Key Highlights
- Tim Cook executed a $16.5M sale of Apple shares on April 2, transacting at $251.25–$256.00 per share
- Shares currently hover around $255, reflecting a year-to-date decline of approximately 4.6% compared to the S&P 500
- The MacBook Neo debuted at $599 on March 4, establishing Apple’s most affordable laptop price point, with online inventory depleted by March 20
- Bank of America projects the MacBook Neo addresses a $32B total addressable market opportunity in 2026
- Analyst Wamsi Mohan from BofA maintains a Buy recommendation with a $320 valuation target for AAPL
Apple (AAPL) shares are positioned at approximately $255, marking a year-to-date decrease of about 4.6%.
The company’s chief executive has been methodically reducing his holdings. Tim Cook divested $16.5 million in Apple equity on April 2, disposing of 5,087 shares within a price band of $251.25 to $256.00. These transactions occurred through a pre-established Rule 10b5-1 arrangement, a mechanism that prevents accusations of leveraging confidential information.
Cook maintains ownership of 3.28 million Apple shares, representing approximately $848 million based on present valuations. The sale represents a measured adjustment rather than a dramatic exit from his position.
Speculation emerged regarding Cook’s potential departure from the CEO position. He addressed these rumors directly during a recent interview, clarifying that he has made no public announcements about leaving the leadership role he assumed in 2011.
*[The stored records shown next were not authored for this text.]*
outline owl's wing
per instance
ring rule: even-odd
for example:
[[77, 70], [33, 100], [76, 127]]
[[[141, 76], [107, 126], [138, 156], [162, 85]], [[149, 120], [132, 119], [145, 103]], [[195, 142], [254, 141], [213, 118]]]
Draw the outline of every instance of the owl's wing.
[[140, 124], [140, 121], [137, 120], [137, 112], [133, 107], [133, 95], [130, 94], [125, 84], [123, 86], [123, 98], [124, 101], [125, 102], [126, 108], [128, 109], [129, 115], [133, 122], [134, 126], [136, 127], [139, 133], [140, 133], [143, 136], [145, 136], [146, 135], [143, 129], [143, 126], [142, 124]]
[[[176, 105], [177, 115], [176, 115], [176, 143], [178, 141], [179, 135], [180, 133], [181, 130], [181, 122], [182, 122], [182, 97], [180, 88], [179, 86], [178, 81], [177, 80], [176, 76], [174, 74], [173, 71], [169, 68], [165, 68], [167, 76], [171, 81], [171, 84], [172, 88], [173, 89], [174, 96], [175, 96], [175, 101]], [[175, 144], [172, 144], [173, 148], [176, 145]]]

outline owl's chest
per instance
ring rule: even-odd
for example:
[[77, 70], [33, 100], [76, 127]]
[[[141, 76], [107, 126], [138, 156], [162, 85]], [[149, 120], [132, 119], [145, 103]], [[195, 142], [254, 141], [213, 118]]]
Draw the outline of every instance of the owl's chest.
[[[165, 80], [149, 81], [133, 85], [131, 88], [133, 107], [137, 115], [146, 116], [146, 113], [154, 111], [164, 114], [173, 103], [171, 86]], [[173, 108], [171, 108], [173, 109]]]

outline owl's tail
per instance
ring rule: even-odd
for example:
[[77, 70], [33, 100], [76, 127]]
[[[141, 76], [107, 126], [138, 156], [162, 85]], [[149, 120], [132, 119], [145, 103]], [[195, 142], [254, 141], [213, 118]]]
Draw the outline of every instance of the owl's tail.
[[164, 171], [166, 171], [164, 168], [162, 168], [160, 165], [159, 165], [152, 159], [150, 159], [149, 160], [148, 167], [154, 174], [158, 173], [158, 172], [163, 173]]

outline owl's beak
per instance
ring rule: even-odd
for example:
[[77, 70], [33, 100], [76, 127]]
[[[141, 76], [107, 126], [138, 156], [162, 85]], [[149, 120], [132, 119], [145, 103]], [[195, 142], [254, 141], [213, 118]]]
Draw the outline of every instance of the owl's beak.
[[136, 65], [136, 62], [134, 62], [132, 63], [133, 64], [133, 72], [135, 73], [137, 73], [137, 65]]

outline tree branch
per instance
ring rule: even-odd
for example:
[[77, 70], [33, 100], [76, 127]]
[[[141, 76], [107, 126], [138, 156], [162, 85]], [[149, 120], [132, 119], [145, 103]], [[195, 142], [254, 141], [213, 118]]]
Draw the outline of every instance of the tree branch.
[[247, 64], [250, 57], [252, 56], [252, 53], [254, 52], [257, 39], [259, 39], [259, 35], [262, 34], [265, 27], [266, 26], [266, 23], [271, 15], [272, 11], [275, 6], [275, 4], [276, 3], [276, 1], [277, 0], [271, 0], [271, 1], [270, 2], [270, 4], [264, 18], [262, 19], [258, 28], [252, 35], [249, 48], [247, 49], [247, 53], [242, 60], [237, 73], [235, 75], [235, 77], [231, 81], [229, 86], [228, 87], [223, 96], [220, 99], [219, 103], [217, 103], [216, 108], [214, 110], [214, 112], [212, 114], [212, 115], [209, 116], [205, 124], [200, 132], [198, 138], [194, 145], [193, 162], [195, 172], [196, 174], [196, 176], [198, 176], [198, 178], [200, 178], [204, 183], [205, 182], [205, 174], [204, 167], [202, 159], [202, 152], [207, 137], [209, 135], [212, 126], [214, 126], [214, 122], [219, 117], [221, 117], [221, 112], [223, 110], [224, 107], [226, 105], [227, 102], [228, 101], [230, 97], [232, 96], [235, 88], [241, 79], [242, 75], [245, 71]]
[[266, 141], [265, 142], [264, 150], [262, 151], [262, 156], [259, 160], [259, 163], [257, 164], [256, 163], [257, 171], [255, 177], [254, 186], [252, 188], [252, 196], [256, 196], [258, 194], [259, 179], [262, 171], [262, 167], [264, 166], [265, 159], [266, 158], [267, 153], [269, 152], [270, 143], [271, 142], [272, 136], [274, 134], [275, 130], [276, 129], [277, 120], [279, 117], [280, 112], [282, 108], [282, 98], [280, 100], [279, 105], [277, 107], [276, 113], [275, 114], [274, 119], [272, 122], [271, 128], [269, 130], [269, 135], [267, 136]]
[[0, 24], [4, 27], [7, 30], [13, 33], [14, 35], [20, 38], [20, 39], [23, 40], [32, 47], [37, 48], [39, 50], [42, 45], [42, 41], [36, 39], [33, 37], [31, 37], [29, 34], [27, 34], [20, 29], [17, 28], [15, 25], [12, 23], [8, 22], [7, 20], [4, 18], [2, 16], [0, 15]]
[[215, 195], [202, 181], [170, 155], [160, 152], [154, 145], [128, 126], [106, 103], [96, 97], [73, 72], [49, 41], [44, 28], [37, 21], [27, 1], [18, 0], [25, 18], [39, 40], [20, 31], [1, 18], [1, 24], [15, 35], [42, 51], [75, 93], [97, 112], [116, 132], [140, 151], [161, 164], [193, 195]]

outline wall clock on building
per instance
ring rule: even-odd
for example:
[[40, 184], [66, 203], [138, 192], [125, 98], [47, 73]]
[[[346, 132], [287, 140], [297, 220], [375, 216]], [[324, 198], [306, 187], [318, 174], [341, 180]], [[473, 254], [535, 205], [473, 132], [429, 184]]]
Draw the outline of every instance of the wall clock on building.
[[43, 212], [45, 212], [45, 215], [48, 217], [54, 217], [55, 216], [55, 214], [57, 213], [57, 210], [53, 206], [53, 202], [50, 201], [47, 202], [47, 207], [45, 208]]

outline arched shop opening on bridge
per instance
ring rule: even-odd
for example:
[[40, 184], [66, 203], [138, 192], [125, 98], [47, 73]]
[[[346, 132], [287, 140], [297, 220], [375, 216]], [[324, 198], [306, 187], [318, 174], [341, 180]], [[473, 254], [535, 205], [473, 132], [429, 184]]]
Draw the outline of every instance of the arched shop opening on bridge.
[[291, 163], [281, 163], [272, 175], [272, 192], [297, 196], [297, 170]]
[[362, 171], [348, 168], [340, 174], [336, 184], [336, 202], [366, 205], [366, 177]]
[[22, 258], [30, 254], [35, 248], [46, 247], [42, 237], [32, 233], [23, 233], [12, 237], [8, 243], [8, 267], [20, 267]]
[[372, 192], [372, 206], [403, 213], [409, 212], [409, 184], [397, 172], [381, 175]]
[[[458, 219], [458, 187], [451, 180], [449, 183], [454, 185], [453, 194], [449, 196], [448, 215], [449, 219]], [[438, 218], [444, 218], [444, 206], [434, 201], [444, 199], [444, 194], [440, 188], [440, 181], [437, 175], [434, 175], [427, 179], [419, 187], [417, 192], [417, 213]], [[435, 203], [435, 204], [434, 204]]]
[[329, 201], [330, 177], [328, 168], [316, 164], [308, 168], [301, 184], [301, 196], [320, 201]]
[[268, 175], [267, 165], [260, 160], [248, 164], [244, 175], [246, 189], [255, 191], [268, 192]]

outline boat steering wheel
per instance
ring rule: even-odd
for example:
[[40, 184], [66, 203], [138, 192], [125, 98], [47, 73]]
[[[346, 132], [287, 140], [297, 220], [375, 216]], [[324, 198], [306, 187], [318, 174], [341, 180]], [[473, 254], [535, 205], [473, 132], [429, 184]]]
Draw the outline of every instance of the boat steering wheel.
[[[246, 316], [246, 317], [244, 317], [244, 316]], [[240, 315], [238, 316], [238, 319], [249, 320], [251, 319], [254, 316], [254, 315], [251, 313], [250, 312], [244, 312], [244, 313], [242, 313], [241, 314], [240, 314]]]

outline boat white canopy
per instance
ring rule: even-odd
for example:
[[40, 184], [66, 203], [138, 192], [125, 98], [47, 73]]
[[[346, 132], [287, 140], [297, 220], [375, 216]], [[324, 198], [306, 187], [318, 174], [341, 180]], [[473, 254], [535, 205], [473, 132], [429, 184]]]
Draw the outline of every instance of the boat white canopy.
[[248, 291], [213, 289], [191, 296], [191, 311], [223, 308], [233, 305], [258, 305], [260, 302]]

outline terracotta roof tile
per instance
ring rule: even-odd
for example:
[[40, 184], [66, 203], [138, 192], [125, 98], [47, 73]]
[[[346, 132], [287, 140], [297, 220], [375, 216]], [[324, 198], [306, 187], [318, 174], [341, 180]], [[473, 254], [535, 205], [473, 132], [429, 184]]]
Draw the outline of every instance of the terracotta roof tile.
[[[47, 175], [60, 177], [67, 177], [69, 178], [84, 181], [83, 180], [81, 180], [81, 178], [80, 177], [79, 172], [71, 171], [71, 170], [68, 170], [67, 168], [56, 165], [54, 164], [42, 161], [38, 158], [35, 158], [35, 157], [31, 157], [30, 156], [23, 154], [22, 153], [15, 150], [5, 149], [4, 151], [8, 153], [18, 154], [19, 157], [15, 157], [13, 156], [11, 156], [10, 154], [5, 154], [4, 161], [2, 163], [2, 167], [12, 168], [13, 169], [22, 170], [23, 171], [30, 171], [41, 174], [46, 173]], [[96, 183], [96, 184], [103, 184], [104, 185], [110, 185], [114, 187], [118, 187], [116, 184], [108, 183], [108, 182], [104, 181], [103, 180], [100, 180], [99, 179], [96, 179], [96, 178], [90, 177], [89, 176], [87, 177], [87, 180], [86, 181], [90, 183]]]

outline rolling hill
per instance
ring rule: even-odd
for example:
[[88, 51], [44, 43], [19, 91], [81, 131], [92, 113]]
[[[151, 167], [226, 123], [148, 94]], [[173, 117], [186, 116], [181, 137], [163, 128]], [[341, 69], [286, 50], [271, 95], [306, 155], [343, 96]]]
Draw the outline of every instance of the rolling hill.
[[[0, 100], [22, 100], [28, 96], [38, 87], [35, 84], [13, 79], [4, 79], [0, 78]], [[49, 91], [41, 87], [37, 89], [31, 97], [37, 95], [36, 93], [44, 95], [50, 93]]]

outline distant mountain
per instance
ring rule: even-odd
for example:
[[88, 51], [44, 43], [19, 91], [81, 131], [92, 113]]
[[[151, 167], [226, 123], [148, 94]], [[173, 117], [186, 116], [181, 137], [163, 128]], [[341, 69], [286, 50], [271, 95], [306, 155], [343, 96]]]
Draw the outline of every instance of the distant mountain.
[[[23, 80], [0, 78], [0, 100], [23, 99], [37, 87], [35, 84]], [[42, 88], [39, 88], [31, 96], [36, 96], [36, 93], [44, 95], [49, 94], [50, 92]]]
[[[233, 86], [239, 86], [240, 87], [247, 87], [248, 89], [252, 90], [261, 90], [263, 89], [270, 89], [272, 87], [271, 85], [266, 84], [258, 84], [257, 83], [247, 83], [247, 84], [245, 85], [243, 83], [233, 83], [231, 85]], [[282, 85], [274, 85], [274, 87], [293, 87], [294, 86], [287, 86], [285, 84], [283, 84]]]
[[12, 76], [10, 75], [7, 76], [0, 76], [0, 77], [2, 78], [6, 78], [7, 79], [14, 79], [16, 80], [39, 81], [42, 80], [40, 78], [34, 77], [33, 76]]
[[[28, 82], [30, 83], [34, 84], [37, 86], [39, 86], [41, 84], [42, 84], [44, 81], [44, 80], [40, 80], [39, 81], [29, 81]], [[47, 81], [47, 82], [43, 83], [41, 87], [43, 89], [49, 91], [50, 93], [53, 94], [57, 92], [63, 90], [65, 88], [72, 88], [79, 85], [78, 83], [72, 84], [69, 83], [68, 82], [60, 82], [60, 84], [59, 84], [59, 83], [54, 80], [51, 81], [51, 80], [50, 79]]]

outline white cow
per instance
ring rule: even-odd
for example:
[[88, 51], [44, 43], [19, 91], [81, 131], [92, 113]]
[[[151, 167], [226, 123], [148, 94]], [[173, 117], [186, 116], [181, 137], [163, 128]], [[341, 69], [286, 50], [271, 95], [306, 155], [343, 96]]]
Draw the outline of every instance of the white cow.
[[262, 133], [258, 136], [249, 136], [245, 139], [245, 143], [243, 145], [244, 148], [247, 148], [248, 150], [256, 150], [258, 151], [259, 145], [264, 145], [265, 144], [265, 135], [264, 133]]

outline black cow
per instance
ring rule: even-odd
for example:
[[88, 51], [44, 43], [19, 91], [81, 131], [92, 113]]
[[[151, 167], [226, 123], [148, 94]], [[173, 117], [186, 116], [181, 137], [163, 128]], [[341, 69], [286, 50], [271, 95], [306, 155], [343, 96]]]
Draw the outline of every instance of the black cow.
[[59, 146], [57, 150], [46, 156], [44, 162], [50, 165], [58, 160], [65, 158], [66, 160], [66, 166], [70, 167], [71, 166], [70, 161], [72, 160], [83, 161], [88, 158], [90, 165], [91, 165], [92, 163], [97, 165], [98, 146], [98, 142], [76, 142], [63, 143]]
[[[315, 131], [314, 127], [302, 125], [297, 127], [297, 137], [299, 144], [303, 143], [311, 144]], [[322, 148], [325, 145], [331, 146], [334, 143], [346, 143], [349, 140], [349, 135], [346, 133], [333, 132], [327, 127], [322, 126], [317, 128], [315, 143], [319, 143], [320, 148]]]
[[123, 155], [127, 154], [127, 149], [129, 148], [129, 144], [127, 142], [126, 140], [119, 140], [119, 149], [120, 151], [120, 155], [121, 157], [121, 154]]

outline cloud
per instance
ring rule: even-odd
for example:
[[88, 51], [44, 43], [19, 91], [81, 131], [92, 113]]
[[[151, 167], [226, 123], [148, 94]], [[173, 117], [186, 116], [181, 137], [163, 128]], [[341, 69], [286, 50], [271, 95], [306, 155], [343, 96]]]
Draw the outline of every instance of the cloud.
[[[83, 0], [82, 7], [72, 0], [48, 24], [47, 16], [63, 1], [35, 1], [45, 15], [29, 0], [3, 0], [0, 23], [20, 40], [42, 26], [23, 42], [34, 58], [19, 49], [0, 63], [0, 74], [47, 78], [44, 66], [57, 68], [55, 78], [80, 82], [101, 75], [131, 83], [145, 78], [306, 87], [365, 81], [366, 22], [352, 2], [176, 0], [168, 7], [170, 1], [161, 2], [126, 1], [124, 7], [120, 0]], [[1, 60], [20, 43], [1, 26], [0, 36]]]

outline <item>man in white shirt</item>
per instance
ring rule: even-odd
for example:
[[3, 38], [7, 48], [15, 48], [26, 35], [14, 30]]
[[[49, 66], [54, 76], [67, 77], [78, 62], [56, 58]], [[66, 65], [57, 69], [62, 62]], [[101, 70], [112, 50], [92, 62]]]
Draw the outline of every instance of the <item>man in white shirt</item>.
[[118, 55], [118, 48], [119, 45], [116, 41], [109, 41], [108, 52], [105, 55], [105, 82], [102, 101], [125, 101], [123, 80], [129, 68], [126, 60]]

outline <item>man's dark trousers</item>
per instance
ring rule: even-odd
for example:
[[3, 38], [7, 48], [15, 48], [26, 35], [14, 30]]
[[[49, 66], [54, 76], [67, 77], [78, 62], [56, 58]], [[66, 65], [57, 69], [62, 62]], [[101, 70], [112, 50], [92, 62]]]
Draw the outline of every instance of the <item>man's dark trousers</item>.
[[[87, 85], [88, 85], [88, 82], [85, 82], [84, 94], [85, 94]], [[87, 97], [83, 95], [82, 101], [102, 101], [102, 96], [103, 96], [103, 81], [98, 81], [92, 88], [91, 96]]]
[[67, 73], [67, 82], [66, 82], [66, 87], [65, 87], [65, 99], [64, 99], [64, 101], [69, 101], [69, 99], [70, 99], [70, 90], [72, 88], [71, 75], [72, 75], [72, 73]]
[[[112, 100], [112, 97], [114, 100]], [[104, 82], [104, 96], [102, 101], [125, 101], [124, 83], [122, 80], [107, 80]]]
Apple’s year-to-date performance aligns with broader trends among technology giants. The entire Magnificent 7 cohort has experienced negative returns this year. Microsoft has declined nearly 23%, Tesla has dropped 21.8%, Meta decreased 12.2%, and Amazon fell 7.8%. Against this backdrop, Apple’s 4.6% pullback appears relatively modest.
Apple’s current positioning differs from its mega-cap counterparts primarily through its capital allocation approach. Hyperscale companies are committing nearly $700 billion toward AI infrastructure during 2025, whereas Apple’s projected capital expenditure stands at roughly $14 billion. The company’s strategy assumes AI technology will become commoditized, which allows for conservative spending levels regardless of how this thesis ultimately develops.
MacBook Neo Inventory Depletion
The standout product launch this quarter centers on the MacBook Neo, introduced March 4 with a $599 price tag. This represents Apple’s lowest-priced laptop offering in company history, priced below even the Apple Watch Ultra 3. The device targets the $500–$1,000 notebook category, a segment where Apple previously maintained minimal presence with only 0.6% market share throughout 2025.
The launch timing appears strategic. Hundreds of millions of legacy PCs face compatibility barriers with Windows 11, generating a natural device refresh opportunity. Dell’s COO Jeffrey Clarke projected in late 2025 that approximately 500 million PCs supporting Windows 11 remain un-upgraded, with an additional 500 million units unable to support the operating system.
Tim Cook shared on X on March 20: “Mac just had its best launch week ever for first-time Mac customers.” By that date, the complete range of eight MacBook Neo configurations had exhausted online availability until the following month, according to reporting by 9to5Mac.
Bank of America’s $32B Market Assessment
Wamsi Mohan, analyst at Bank of America, conducted comprehensive research on the Neo’s revenue potential. His research team calculated the 2026 TAM at $32 billion, deriving this figure from notebook unit shipments in the $300–$800 price range during 2025, applying a 10% reduction for 2026 projections, and multiplying by Apple’s competitive education average selling price of $499.
With a 10% market penetration assumption and 19% operating margin projection, Mohan forecasts the Neo could contribute $0.03 in additional earnings per share. While this appears modest in isolation, the strategic value lies in ecosystem expansion—Apple’s iPhone installed base reaches approximately 1.5 billion units compared to just 260 million for Mac. Transitioning iPhone users into Mac ownership strengthens the company’s integrated platform.
Mohan confirmed his Buy recommendation and $320 price objective, calculated using a 32x multiple applied to his 2027 EPS projection of $9.94.